Maybe it's too soon for me to be here. My husband of 32 years just packed and left today. I'm in a horrible emotional mess. I have never felt anything like this in my life. 

I asked him to leave. He has been unfaithful. Many times. I have not been a saint so I can't hang the death of our marriage entirely on him. I can deal with the rational side of things, and will deal more as the days and weeks go by I'm sure. 

But today feels like the scariest most horrible debilitating thing that has ever happened to me. I'm so gripped with fear. I need to know how long this feeling will last so I know I can survive it.


----------



## mainsqueeze (Apr 10, 2013)

I'm so sorry about your situation. My only advice would be to distract yourself, vent to friends, cry and try to stay strong. I don't know about everyone else, but tearing our marriage apart is the single most painful thing if ever experienced. Try to avoid making sense of things that defy logic. 
Good luck hope it gets better soon.


----------



## Openminded (Feb 21, 2013)

It just takes time. As to how much time, only you know that. 

This isn't easy, it's full of ups and downs, but it *can *be done. 

I recently filed to end my 45 year marriage. The divorce will be final this summer. This is certainly not where I thought I would be at this point in my life. I doubt any of us thought we would be here. But here we are.

Right now you need to focus on yourself --- not him. It takes some work but don't give up. 

You can do it.


----------



## K.C. (Dec 1, 2012)

It isnt too soon to be here. It's never too early.

Unfaithful many times says you're doing the right thing. Sure you have your own issues, they may even be comparable to his.

But what really matters right now is that what you are feeling is perfectly natural. Don't fight it, but dont let it control you either.


----------



## Dadwithtwolittlegirls (Jul 23, 2012)

I suggest a counsellor to talk to. Mine has helped so much. You need your friends but you also need someone that will help steer you emotions and gives you ways to deal with the stress.

When you go in they normally ask if you have a preference. Tell them you want the oldest most experienced one that they have as they will have a lifetime of skill to help in your case.

DON'T DO THIS ALONE...

Also talk a ton on here.. there is always someone that understands and not judge you.


----------



## audacia (Apr 27, 2013)

I have been reading and reading here on this site. So many words of wisdom from people who have walked thru the fire. It is amazingly helpful. Often so blunt. But blunt is helpful to me. I'm encouraged by your words. Thank you.


----------



## Stella Moon (Nov 22, 2012)

audacia said:


> I have been reading and reading here on this site. So many words of wisdom from people who have walked thru the fire. It is amazingly helpful. Often so blunt.
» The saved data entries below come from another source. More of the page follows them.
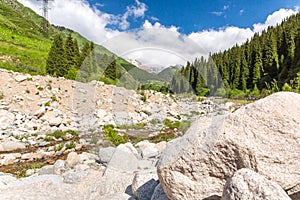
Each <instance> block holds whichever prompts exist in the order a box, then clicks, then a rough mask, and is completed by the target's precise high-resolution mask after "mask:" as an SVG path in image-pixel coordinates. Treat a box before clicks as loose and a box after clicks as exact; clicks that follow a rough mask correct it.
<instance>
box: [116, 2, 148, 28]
mask: <svg viewBox="0 0 300 200" xmlns="http://www.w3.org/2000/svg"><path fill="white" fill-rule="evenodd" d="M135 3H136V6H135V5H131V6H127V11H126V12H125V13H124V15H123V16H122V17H121V23H120V28H121V29H122V30H126V29H128V28H129V27H130V23H129V22H128V21H127V19H128V17H130V16H133V17H134V18H139V17H141V18H144V16H145V12H146V11H147V10H148V8H147V5H146V4H144V3H142V2H140V1H139V0H135Z"/></svg>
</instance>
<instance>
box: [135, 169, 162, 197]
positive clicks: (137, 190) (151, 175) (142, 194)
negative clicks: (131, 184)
mask: <svg viewBox="0 0 300 200" xmlns="http://www.w3.org/2000/svg"><path fill="white" fill-rule="evenodd" d="M157 185H158V177H157V173H156V171H153V172H138V173H136V174H135V176H134V179H133V182H132V192H133V194H134V196H135V197H136V198H137V199H139V200H148V199H151V197H152V194H153V192H154V190H155V188H156V186H157Z"/></svg>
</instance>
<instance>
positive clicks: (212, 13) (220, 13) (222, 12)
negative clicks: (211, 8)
mask: <svg viewBox="0 0 300 200" xmlns="http://www.w3.org/2000/svg"><path fill="white" fill-rule="evenodd" d="M211 14H213V15H216V16H221V15H223V12H211Z"/></svg>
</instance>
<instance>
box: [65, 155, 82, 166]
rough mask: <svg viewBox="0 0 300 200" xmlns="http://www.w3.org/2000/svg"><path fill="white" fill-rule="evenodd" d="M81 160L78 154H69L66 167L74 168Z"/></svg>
mask: <svg viewBox="0 0 300 200" xmlns="http://www.w3.org/2000/svg"><path fill="white" fill-rule="evenodd" d="M79 161H80V158H79V156H78V154H77V153H76V152H71V153H69V154H68V157H67V160H66V166H67V167H74V166H75V165H76V164H77V163H79Z"/></svg>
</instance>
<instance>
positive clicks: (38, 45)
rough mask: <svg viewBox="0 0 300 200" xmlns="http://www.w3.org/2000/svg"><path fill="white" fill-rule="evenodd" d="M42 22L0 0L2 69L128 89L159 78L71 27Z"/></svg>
mask: <svg viewBox="0 0 300 200" xmlns="http://www.w3.org/2000/svg"><path fill="white" fill-rule="evenodd" d="M43 21H44V19H43V18H42V17H41V16H39V15H38V14H36V13H35V12H33V11H32V10H31V9H29V8H27V7H24V6H23V5H22V4H20V3H19V2H17V0H0V67H1V68H5V69H8V70H13V71H18V72H23V73H30V74H34V75H37V74H39V75H46V74H49V75H51V76H62V77H65V78H69V79H76V80H80V81H90V80H102V81H105V82H106V83H113V84H119V85H121V86H126V87H129V88H136V87H137V85H138V84H139V83H140V82H146V81H152V80H154V81H157V80H159V78H158V77H157V76H155V75H154V74H150V73H148V72H146V71H144V70H141V69H138V68H137V67H135V66H134V65H132V64H131V63H129V62H127V61H126V60H124V59H122V58H120V57H118V56H116V55H114V54H113V53H112V52H110V51H109V50H107V49H106V48H104V47H102V46H100V45H97V44H94V43H92V42H90V41H88V40H87V39H86V38H84V37H82V36H81V35H80V34H78V33H76V32H74V31H72V30H69V29H67V28H64V27H57V26H53V25H50V24H48V29H47V30H45V29H43V28H42V24H43ZM105 69H107V70H106V72H105ZM103 75H104V76H103ZM117 79H118V80H117Z"/></svg>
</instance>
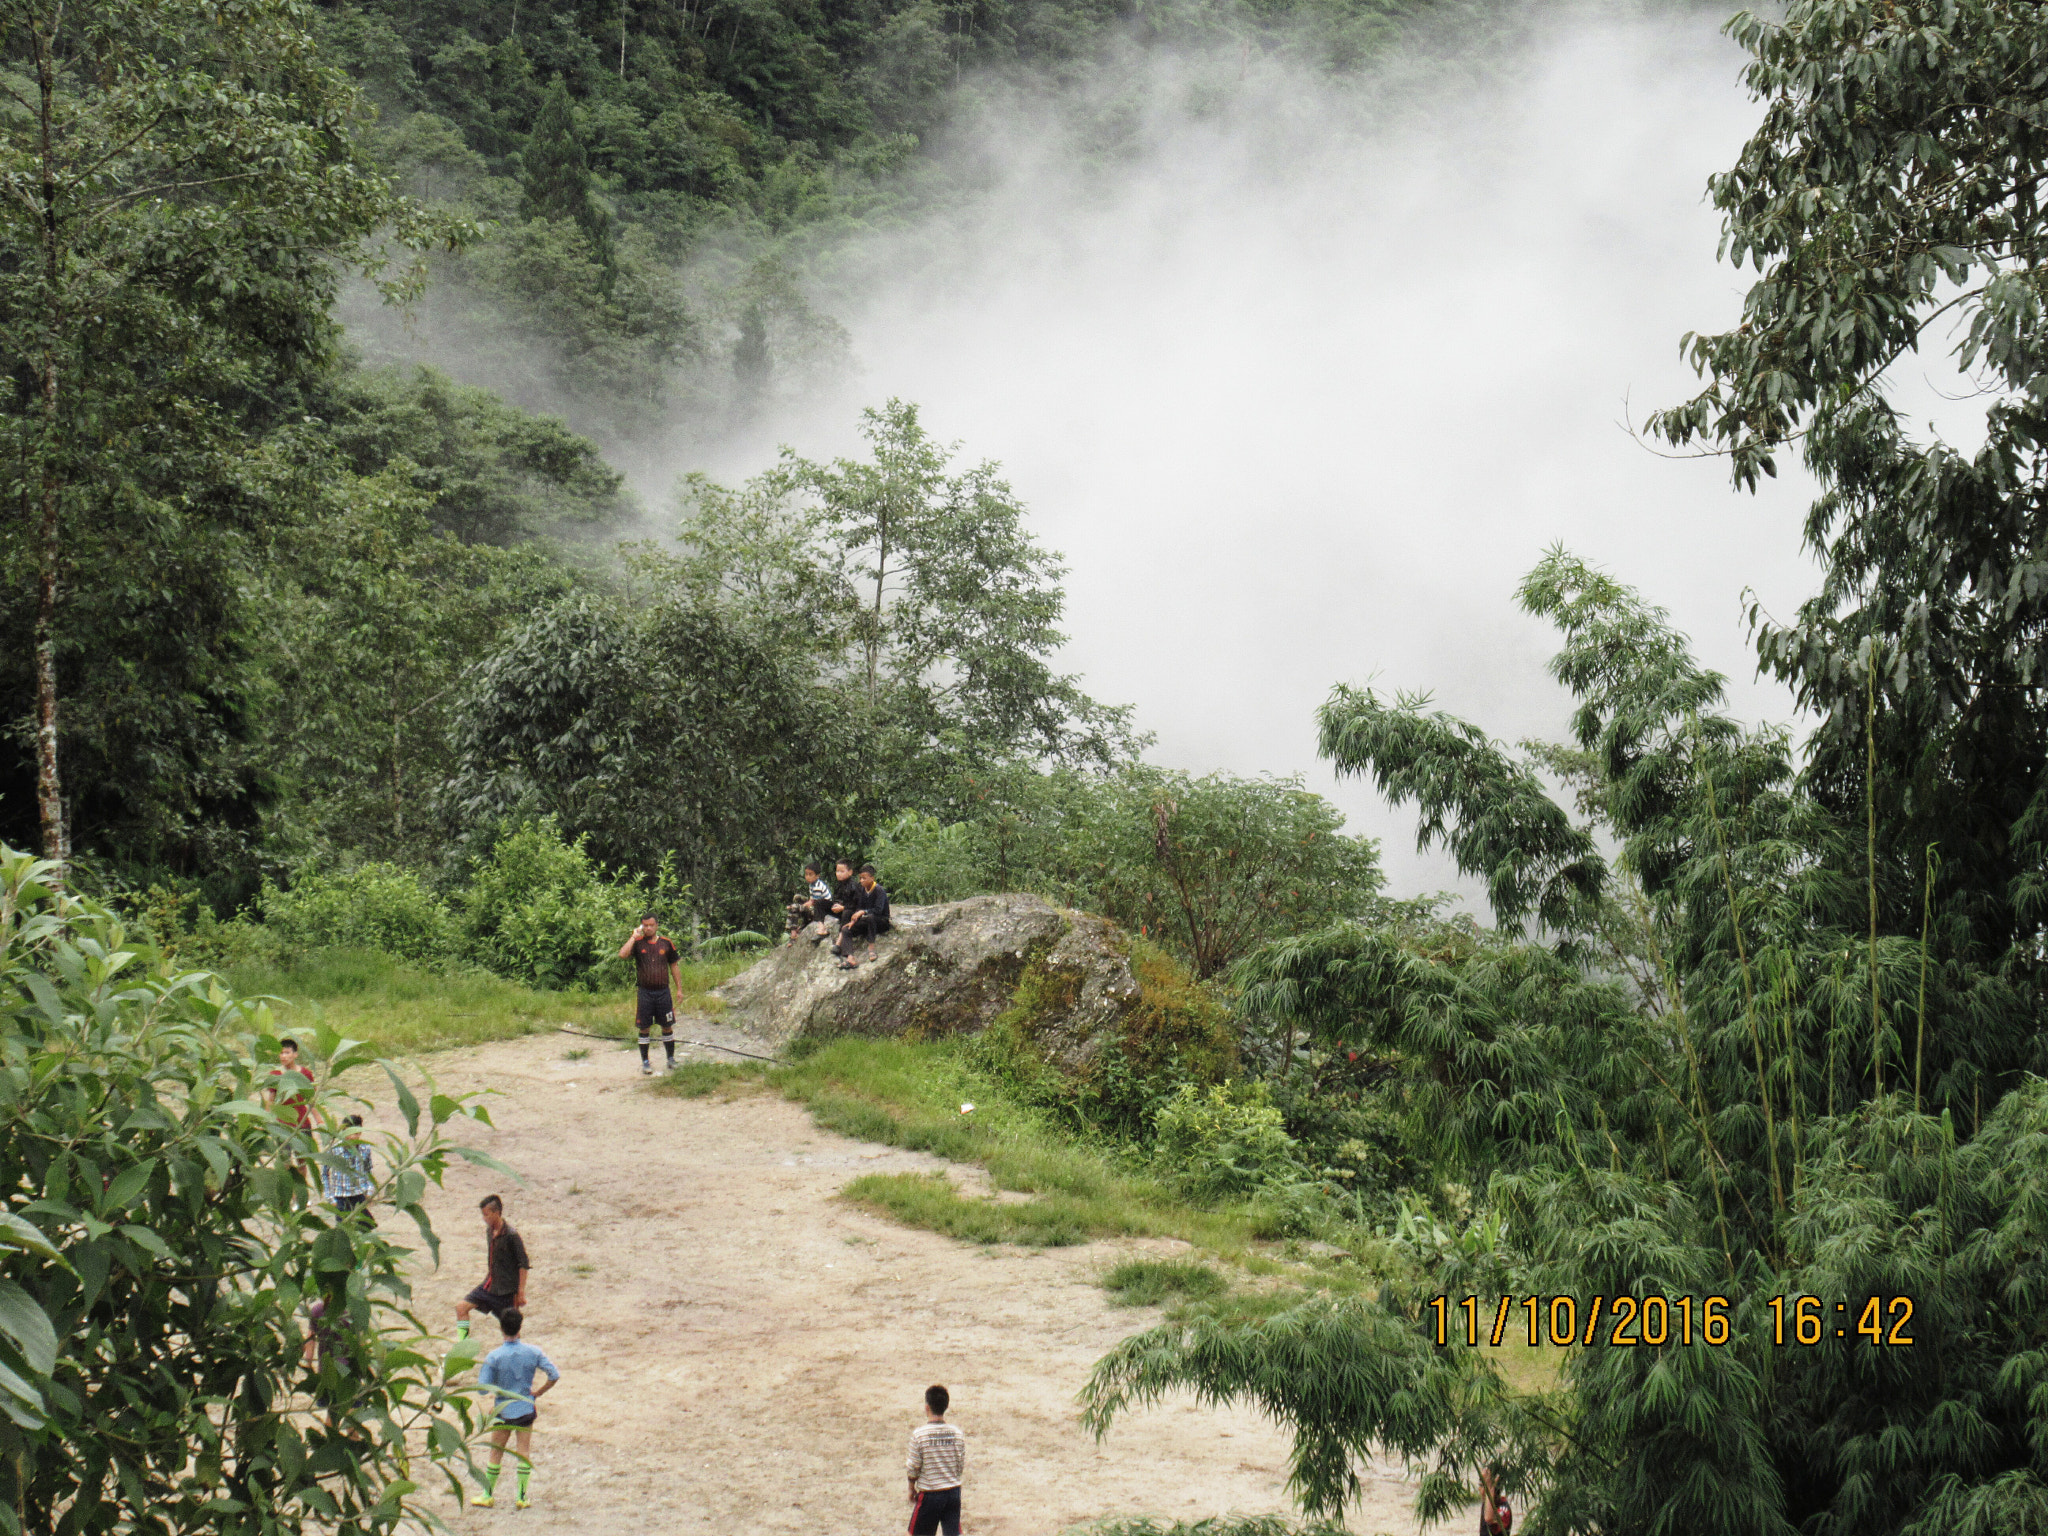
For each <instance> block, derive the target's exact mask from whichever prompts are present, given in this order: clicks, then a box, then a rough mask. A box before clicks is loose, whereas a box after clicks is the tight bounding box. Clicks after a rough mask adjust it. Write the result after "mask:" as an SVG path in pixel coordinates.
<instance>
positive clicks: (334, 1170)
mask: <svg viewBox="0 0 2048 1536" xmlns="http://www.w3.org/2000/svg"><path fill="white" fill-rule="evenodd" d="M319 1182H322V1186H326V1190H328V1200H332V1202H334V1208H336V1210H340V1212H350V1210H358V1208H360V1206H362V1202H365V1200H367V1198H369V1196H371V1192H375V1188H377V1178H375V1176H373V1171H371V1149H369V1147H365V1145H362V1116H360V1114H348V1116H344V1118H342V1128H340V1130H338V1133H334V1139H332V1141H330V1143H328V1151H326V1155H324V1157H322V1159H319Z"/></svg>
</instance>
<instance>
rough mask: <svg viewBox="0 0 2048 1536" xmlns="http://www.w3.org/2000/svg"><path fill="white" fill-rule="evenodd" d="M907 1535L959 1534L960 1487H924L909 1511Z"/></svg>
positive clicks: (960, 1514)
mask: <svg viewBox="0 0 2048 1536" xmlns="http://www.w3.org/2000/svg"><path fill="white" fill-rule="evenodd" d="M909 1536H961V1489H958V1485H954V1487H950V1489H926V1491H922V1493H918V1503H915V1505H911V1511H909Z"/></svg>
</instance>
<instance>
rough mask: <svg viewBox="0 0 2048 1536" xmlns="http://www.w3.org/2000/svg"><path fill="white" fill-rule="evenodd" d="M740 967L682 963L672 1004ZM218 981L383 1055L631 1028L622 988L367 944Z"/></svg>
mask: <svg viewBox="0 0 2048 1536" xmlns="http://www.w3.org/2000/svg"><path fill="white" fill-rule="evenodd" d="M748 965H750V961H748V958H721V961H707V963H700V965H686V967H682V993H680V995H678V997H676V1008H678V1010H684V1012H688V1010H694V1012H711V1010H715V1008H717V1004H715V1001H713V999H709V997H707V995H705V993H707V991H711V987H715V985H719V983H721V981H725V979H727V977H729V975H735V973H737V971H743V969H745V967H748ZM227 981H229V985H231V987H233V989H236V991H240V993H244V995H256V993H262V995H268V997H276V999H279V1001H276V1006H274V1012H276V1016H279V1022H281V1026H283V1028H287V1030H291V1028H311V1026H313V1024H328V1026H332V1028H336V1030H340V1032H342V1034H346V1036H350V1038H356V1040H371V1042H375V1044H377V1049H379V1051H383V1053H385V1055H414V1053H420V1051H444V1049H446V1047H453V1044H481V1042H483V1040H510V1038H514V1036H520V1034H532V1032H537V1030H553V1028H561V1026H563V1024H569V1026H571V1028H578V1030H590V1032H592V1034H608V1036H618V1038H625V1036H627V1034H631V1032H633V987H629V985H623V987H618V991H535V989H532V987H522V985H520V983H516V981H506V979H504V977H494V975H487V973H483V971H457V973H436V971H422V969H416V967H410V965H406V963H401V961H393V958H391V956H389V954H377V952H371V950H313V952H309V954H305V956H303V958H299V961H291V963H285V965H260V963H258V965H238V967H231V969H229V971H227Z"/></svg>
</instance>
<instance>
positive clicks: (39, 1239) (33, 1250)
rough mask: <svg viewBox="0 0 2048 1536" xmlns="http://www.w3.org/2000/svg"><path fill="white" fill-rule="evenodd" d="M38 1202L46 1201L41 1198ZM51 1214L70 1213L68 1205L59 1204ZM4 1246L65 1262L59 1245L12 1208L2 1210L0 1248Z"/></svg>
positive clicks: (3, 1247)
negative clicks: (59, 1247) (11, 1208)
mask: <svg viewBox="0 0 2048 1536" xmlns="http://www.w3.org/2000/svg"><path fill="white" fill-rule="evenodd" d="M37 1204H45V1202H41V1200H39V1202H37ZM45 1208H47V1206H45ZM51 1214H68V1206H57V1210H53V1212H51ZM4 1247H12V1249H18V1251H27V1253H35V1255H37V1257H43V1260H55V1262H57V1264H63V1255H61V1253H59V1251H57V1245H55V1243H51V1241H49V1239H47V1237H43V1233H41V1231H39V1229H37V1227H33V1225H31V1223H27V1221H23V1219H20V1217H16V1214H14V1212H12V1210H0V1249H4ZM66 1268H70V1266H66Z"/></svg>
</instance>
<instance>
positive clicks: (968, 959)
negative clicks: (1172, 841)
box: [711, 895, 1143, 1071]
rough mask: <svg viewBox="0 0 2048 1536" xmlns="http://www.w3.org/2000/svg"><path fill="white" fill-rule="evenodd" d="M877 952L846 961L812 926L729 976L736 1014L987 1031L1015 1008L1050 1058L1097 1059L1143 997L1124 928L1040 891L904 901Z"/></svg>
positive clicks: (1044, 1054) (737, 1020) (798, 1023)
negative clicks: (1099, 1054) (806, 930)
mask: <svg viewBox="0 0 2048 1536" xmlns="http://www.w3.org/2000/svg"><path fill="white" fill-rule="evenodd" d="M891 918H893V924H895V926H893V930H891V932H889V934H885V936H883V938H881V942H879V944H877V950H874V958H872V961H868V958H866V954H864V950H862V954H860V958H862V965H860V967H858V969H854V971H842V969H840V963H838V958H836V956H834V954H831V944H829V940H827V942H819V944H811V940H809V934H803V936H799V938H797V942H795V944H786V946H782V948H776V950H774V952H772V954H768V958H764V961H760V963H758V965H756V967H752V969H750V971H741V973H739V975H737V977H733V979H731V981H727V983H725V985H723V987H717V989H715V991H713V993H711V995H713V997H721V999H723V1001H725V1008H727V1012H725V1018H727V1022H729V1024H735V1026H737V1028H743V1030H748V1032H750V1034H756V1036H760V1038H764V1040H772V1042H774V1044H778V1047H782V1044H788V1042H791V1040H795V1038H797V1036H803V1034H905V1032H909V1034H915V1036H920V1038H936V1036H944V1034H977V1032H981V1030H985V1028H987V1026H989V1024H993V1022H995V1020H997V1018H1001V1016H1004V1014H1012V1018H1014V1022H1016V1024H1018V1030H1020V1034H1026V1036H1028V1038H1030V1040H1032V1042H1034V1047H1036V1051H1038V1053H1042V1057H1044V1059H1049V1061H1057V1063H1059V1065H1063V1067H1067V1069H1069V1071H1075V1069H1081V1067H1085V1065H1087V1063H1090V1061H1094V1057H1096V1055H1098V1051H1100V1049H1102V1042H1104V1040H1106V1038H1112V1036H1114V1034H1116V1032H1118V1026H1122V1024H1124V1022H1126V1018H1128V1016H1130V1014H1133V1010H1137V1008H1141V991H1143V989H1141V985H1139V979H1137V977H1135V975H1133V971H1130V956H1128V952H1126V950H1128V946H1126V942H1124V938H1122V934H1120V932H1118V930H1116V928H1114V926H1112V924H1108V922H1104V920H1102V918H1092V915H1087V913H1081V911H1069V909H1065V907H1055V905H1053V903H1051V901H1044V899H1042V897H1034V895H987V897H973V899H969V901H948V903H944V905H938V907H895V911H893V913H891Z"/></svg>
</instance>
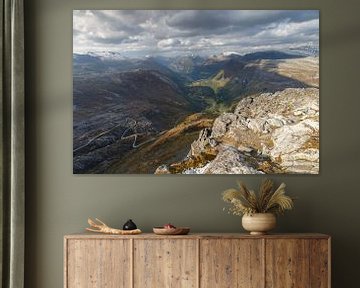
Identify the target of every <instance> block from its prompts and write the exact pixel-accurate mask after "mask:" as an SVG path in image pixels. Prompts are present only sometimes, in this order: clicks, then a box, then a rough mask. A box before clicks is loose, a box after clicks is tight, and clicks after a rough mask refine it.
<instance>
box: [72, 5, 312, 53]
mask: <svg viewBox="0 0 360 288" xmlns="http://www.w3.org/2000/svg"><path fill="white" fill-rule="evenodd" d="M73 29H74V30H73V31H74V35H73V43H74V44H73V45H74V52H81V51H96V50H100V49H101V50H113V51H119V52H122V53H125V54H126V53H132V52H136V53H137V54H138V55H147V54H151V53H181V52H184V53H188V52H189V51H195V52H196V53H203V54H214V53H218V52H226V51H237V52H243V51H245V52H247V51H248V50H251V49H252V47H253V49H258V48H259V47H271V48H272V49H278V48H284V47H285V48H286V47H290V45H295V44H296V43H299V44H301V43H307V42H310V41H311V42H312V43H318V37H319V35H318V34H319V13H318V11H301V10H290V11H286V10H279V11H277V10H269V11H259V10H249V11H247V10H245V11H243V10H238V11H237V10H219V11H216V10H213V11H211V10H210V11H202V10H181V11H175V10H171V11H166V10H90V11H89V10H88V11H86V10H75V11H74V13H73Z"/></svg>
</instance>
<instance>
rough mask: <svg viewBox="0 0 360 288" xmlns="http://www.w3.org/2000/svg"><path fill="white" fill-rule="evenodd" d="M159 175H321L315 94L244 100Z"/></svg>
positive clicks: (297, 94)
mask: <svg viewBox="0 0 360 288" xmlns="http://www.w3.org/2000/svg"><path fill="white" fill-rule="evenodd" d="M213 155H216V157H215V158H214V159H212V160H210V161H209V156H213ZM213 157H214V156H213ZM196 160H197V161H196ZM189 163H190V164H189ZM157 173H185V174H187V173H190V174H258V173H260V174H261V173H314V174H315V173H319V90H318V89H316V88H306V89H304V88H303V89H301V88H296V89H294V88H289V89H285V90H283V91H279V92H275V93H271V94H270V93H264V94H261V95H259V96H253V97H246V98H244V99H243V100H241V101H240V102H239V103H238V105H237V106H236V109H235V111H234V112H233V113H224V114H222V115H221V116H219V117H218V118H216V120H215V122H214V124H213V126H212V128H211V129H205V130H202V131H201V132H200V135H199V138H198V140H197V141H195V142H193V143H192V145H191V149H190V152H189V154H188V157H187V158H185V159H184V160H183V161H181V162H177V163H173V164H171V165H169V166H168V167H164V166H161V167H159V169H158V170H157Z"/></svg>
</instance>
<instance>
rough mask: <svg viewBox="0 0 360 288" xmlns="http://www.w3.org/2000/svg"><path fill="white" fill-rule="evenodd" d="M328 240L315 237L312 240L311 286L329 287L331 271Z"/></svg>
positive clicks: (315, 287) (310, 250)
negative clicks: (312, 239)
mask: <svg viewBox="0 0 360 288" xmlns="http://www.w3.org/2000/svg"><path fill="white" fill-rule="evenodd" d="M329 252H330V251H329V245H328V241H327V240H324V239H313V240H311V241H310V267H311V269H310V287H311V288H328V286H327V283H328V279H329V273H330V267H329V266H330V259H329V254H330V253H329Z"/></svg>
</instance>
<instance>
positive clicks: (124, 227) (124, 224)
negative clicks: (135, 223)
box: [123, 219, 137, 230]
mask: <svg viewBox="0 0 360 288" xmlns="http://www.w3.org/2000/svg"><path fill="white" fill-rule="evenodd" d="M135 229H137V226H136V224H135V223H134V222H133V221H132V220H131V219H129V220H128V221H127V222H126V223H125V224H124V226H123V230H135Z"/></svg>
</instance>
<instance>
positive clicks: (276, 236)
mask: <svg viewBox="0 0 360 288" xmlns="http://www.w3.org/2000/svg"><path fill="white" fill-rule="evenodd" d="M64 238H65V239H164V238H166V239H172V238H173V239H179V238H181V239H211V238H217V239H219V238H223V239H244V238H246V239H329V238H330V236H329V235H326V234H320V233H286V234H276V233H274V234H266V235H250V234H245V233H189V234H188V235H156V234H154V233H142V234H138V235H110V234H100V233H99V234H95V233H88V232H84V233H75V234H69V235H65V236H64Z"/></svg>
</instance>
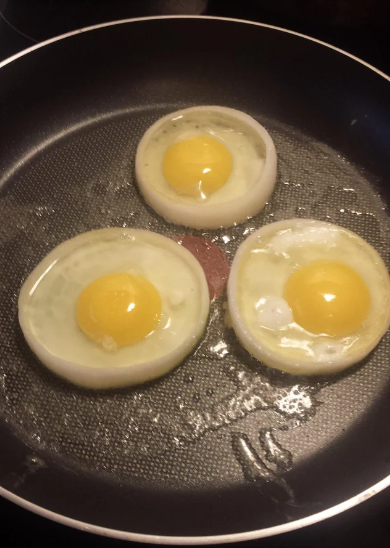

But blunt is helpful to me. I'm encouraged by your words. Thank you.


This place will help you get through..keep coming...keep posting...keep expressing. I'm sorry your here...

Gather your closest friends and relatives...a counselor is a must...groups...etc....books...lots of reading...as people here get to know you and your situation you will get recommendations....read read read...

(((Hugs))))

And buy a bat  .....sort of a funny inside joke


----------



## thisSux (Jan 8, 2013)

Stella put the bat down.....
For me the fact that the mc helped me realise that the reasons I felt I should leave we're valid was the start of moving on. If you know you are on the right road then the dark tunnel ahead is not as scary as it was


----------



## Regga (Jan 22, 2013)

You are making steps with whatever you do. This feeling you are experiencing changes often. It's moment to moment or day to day. You may decide tomorrow you made a mistake and then be frustrated with the thoughts of reconciliation. I limboed like crazy and was/still am a mess! 
If the fear consumes you, know that the next day will come.
Find quotes that will help you gain confidence. Try to remember the purpose for kicking him out/him leaving: love. If you can't be loved right, you have to love yourself enough to know you deserve happiness and not heartache. One day, you will reflect and understand why you are where you are right now.
_Posted via Mobile Device_


----------